If it was up to him, it would already be a thing of the past.

"I laugh at the so-called hockey experts who say fighting is a part of the game," Phelps said. "It's a part of the game because we allow it to be -- that's the only reason it is. It's just stupid.

"We don't need the fighting. To me, fighting, in most cases, results when one team is well ahead of the other, so what they're saying is 'You're better athletes, so we're going to see if we can just beat on you.' I just get annoyed when I hear these guys say it's part of the game."

The relationship between scrapping and skating has been a hot-button topic of late, especially since Whitby Dunlops defenceman Don Sanderson died Jan. 2 as a result of a head injury he suffered three weeks earlier in a fight in a senior game. Sanderson's helmet was knocked off during the bout, and he fell into a coma after banging his unprotected head on the ice.

The Ontario Hockey League stoked the debate Wednesday when it announced any player who removes his helmet prior to a tilt will be handed a game misconduct and one-game suspension, and that officials will be instructed to intervene as soon as one of the combatants loses his bucket.

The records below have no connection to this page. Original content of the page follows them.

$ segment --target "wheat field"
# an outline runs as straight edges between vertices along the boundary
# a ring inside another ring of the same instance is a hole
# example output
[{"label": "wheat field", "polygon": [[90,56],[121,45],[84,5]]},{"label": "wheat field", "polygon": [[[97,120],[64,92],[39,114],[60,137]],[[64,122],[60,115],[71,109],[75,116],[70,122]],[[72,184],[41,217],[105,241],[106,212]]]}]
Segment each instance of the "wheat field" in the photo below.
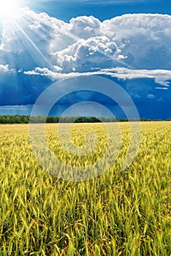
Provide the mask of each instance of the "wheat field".
[{"label": "wheat field", "polygon": [[[1,256],[170,255],[171,123],[142,122],[138,153],[124,171],[129,124],[119,126],[122,142],[115,163],[81,182],[58,178],[39,166],[28,124],[0,126]],[[75,124],[75,146],[85,145],[91,129],[98,142],[88,157],[72,159],[56,129],[46,125],[47,140],[64,163],[90,165],[107,146],[102,124]]]}]

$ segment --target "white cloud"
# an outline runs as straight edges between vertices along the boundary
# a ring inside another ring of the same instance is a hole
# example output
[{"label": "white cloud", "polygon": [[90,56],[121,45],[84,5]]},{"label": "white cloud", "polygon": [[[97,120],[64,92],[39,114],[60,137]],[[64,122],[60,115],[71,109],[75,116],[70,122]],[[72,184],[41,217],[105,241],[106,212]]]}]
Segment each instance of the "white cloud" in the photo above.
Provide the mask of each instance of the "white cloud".
[{"label": "white cloud", "polygon": [[[42,0],[42,1],[48,1],[50,0]],[[79,3],[80,2],[80,0],[59,0],[61,1],[64,2],[75,2]],[[147,0],[139,0],[140,3],[146,2]],[[107,4],[134,4],[137,3],[136,0],[108,0]],[[82,0],[81,4],[107,4],[107,1],[104,0]]]},{"label": "white cloud", "polygon": [[161,86],[167,86],[165,87],[156,87],[156,89],[167,89],[169,86],[169,82],[167,80],[171,80],[171,70],[148,70],[148,69],[129,69],[124,67],[115,67],[111,69],[101,69],[98,71],[89,71],[89,72],[71,72],[69,73],[64,73],[50,70],[47,68],[39,68],[37,67],[31,71],[24,72],[25,75],[41,75],[48,76],[52,80],[69,78],[76,76],[83,75],[109,75],[110,77],[116,78],[118,79],[138,79],[138,78],[150,78],[153,79],[156,83]]},{"label": "white cloud", "polygon": [[67,23],[24,8],[4,24],[0,72],[16,69],[52,80],[81,73],[150,78],[167,89],[170,34],[167,15],[129,14],[103,22],[83,16]]}]

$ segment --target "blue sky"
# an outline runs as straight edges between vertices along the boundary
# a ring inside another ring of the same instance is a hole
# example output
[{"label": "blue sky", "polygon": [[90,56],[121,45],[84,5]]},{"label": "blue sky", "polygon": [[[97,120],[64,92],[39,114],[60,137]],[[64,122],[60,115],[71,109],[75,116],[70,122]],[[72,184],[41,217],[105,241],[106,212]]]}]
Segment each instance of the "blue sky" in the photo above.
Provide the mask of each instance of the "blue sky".
[{"label": "blue sky", "polygon": [[[170,1],[25,0],[20,7],[0,17],[0,114],[29,114],[61,79],[99,75],[126,90],[140,117],[171,118]],[[95,93],[65,97],[51,113],[83,100],[123,117]]]},{"label": "blue sky", "polygon": [[104,20],[126,13],[171,15],[169,0],[40,0],[26,4],[36,12],[46,12],[66,22],[73,17],[82,15],[93,15]]}]

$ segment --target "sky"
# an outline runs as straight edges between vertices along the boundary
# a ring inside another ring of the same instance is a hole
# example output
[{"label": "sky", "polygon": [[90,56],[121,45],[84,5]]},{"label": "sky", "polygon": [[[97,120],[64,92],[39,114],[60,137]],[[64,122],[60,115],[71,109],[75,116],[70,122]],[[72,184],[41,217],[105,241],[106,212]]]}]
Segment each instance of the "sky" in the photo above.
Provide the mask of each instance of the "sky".
[{"label": "sky", "polygon": [[[171,118],[170,1],[18,0],[6,14],[3,4],[0,115],[30,114],[54,83],[58,88],[63,79],[97,75],[124,89],[140,117]],[[72,105],[88,101],[125,117],[122,106],[98,91],[86,91],[86,79],[81,81],[78,91],[62,97],[50,114],[60,116]],[[131,110],[126,99],[121,102]]]}]

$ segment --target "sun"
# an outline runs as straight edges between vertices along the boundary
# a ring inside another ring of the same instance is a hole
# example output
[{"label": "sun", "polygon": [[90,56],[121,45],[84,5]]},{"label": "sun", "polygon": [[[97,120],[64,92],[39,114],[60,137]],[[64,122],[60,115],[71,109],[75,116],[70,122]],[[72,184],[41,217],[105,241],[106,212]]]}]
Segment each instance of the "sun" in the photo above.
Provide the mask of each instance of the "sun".
[{"label": "sun", "polygon": [[0,18],[10,16],[20,7],[21,0],[0,0]]}]

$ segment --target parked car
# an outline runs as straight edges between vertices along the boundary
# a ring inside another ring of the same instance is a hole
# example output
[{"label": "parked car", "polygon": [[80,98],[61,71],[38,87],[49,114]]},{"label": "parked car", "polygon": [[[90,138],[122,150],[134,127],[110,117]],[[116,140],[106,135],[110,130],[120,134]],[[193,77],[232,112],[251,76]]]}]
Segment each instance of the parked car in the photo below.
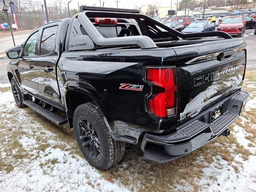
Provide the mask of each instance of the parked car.
[{"label": "parked car", "polygon": [[219,25],[217,30],[241,37],[245,30],[246,23],[246,21],[244,20],[242,16],[227,16]]},{"label": "parked car", "polygon": [[199,33],[214,31],[215,29],[215,24],[210,21],[196,21],[190,23],[182,32],[185,33]]},{"label": "parked car", "polygon": [[244,14],[243,14],[244,16],[248,16],[249,17],[250,15],[252,14],[252,13],[253,13],[253,11],[248,11],[244,13]]},{"label": "parked car", "polygon": [[210,21],[211,22],[215,22],[217,19],[216,15],[210,16],[208,18],[206,19],[207,21]]},{"label": "parked car", "polygon": [[104,170],[126,143],[164,163],[229,136],[249,97],[244,41],[180,33],[134,10],[80,10],[35,29],[20,55],[6,52],[18,107],[68,124],[89,163]]},{"label": "parked car", "polygon": [[256,19],[252,17],[248,17],[247,16],[243,16],[244,20],[246,21],[246,27],[249,28],[253,28],[255,27],[256,24]]},{"label": "parked car", "polygon": [[253,17],[254,19],[256,19],[256,12],[254,12],[250,16],[251,17]]},{"label": "parked car", "polygon": [[[181,32],[181,31],[184,29],[184,26],[181,24],[181,22],[178,21],[174,20],[170,22],[165,22],[163,23],[163,24],[165,24],[166,26],[170,27],[171,28],[175,29],[176,31]],[[158,27],[158,28],[160,29],[162,31],[166,32],[166,30],[163,29],[160,27]]]},{"label": "parked car", "polygon": [[186,27],[186,26],[189,25],[192,22],[195,21],[195,19],[192,17],[176,18],[167,19],[165,22],[167,22],[174,21],[178,21],[181,22],[182,24],[183,25],[184,27]]}]

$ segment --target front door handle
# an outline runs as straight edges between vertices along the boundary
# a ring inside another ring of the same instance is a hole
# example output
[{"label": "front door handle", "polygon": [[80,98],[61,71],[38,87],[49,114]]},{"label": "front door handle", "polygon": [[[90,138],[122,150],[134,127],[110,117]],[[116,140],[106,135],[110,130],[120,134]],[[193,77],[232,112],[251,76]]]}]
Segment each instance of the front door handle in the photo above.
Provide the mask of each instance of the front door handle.
[{"label": "front door handle", "polygon": [[44,71],[45,72],[50,72],[51,71],[53,71],[53,68],[52,68],[52,67],[48,66],[44,68]]},{"label": "front door handle", "polygon": [[33,68],[34,68],[34,67],[31,65],[28,65],[28,68],[29,68],[30,69],[32,69]]}]

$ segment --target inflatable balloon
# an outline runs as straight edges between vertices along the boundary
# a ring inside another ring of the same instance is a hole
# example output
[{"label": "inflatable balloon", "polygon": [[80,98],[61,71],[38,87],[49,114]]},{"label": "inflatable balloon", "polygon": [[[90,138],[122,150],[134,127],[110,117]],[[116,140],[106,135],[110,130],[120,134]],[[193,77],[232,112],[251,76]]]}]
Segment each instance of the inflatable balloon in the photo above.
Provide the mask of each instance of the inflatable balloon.
[{"label": "inflatable balloon", "polygon": [[0,25],[0,27],[1,27],[2,29],[5,29],[6,28],[6,27],[4,26],[4,24],[3,23]]},{"label": "inflatable balloon", "polygon": [[12,24],[12,27],[14,29],[16,29],[16,28],[17,28],[17,26],[16,25],[16,24],[14,24],[14,23],[13,24]]},{"label": "inflatable balloon", "polygon": [[6,28],[9,26],[9,25],[7,23],[4,23],[3,24],[4,24],[4,26]]}]

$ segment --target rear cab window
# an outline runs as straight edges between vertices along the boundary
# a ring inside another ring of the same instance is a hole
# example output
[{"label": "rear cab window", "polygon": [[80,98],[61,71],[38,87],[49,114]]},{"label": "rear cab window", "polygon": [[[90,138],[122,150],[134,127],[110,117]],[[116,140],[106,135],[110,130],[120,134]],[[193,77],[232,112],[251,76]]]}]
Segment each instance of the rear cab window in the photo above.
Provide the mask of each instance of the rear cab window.
[{"label": "rear cab window", "polygon": [[[90,18],[90,20],[95,26],[96,29],[105,38],[113,37],[129,37],[141,35],[139,28],[136,23],[131,20],[131,23],[128,20],[118,19],[118,23],[97,24],[94,18]],[[81,29],[82,33],[85,32]]]}]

The Alberta Junior Hockey League has officially frowned upon flipping lids prior to a fight for many years. If a player does undo his own helmet, the penalty is a gross misconduct and at least a one-game suspension.

"I think safety has to be the No.-1 concern, whether it's the Alberta Junior Hockey League or the Ontario Hockey League or the Western Hockey League," said AJHL commissioner Craig Cripps. "It's a step that should've been taken a long time ago, in my opinion."

As Jeff Peters pointed out, Alberta's junior 'A' loop is grooming prospective NCAA athletes, and fighting isn't allowed in the American college ranks. But the Calgary Royals rookie head coach figures there's a place in the game for players to defend their teammates or for two willing combatants to drop the mitts.

"I don't think fighting is going anywhere," Peters said. "It's unfortunate what happened out east, but how many fights are there every season in every league in North America? And how many deaths have there been because of it?"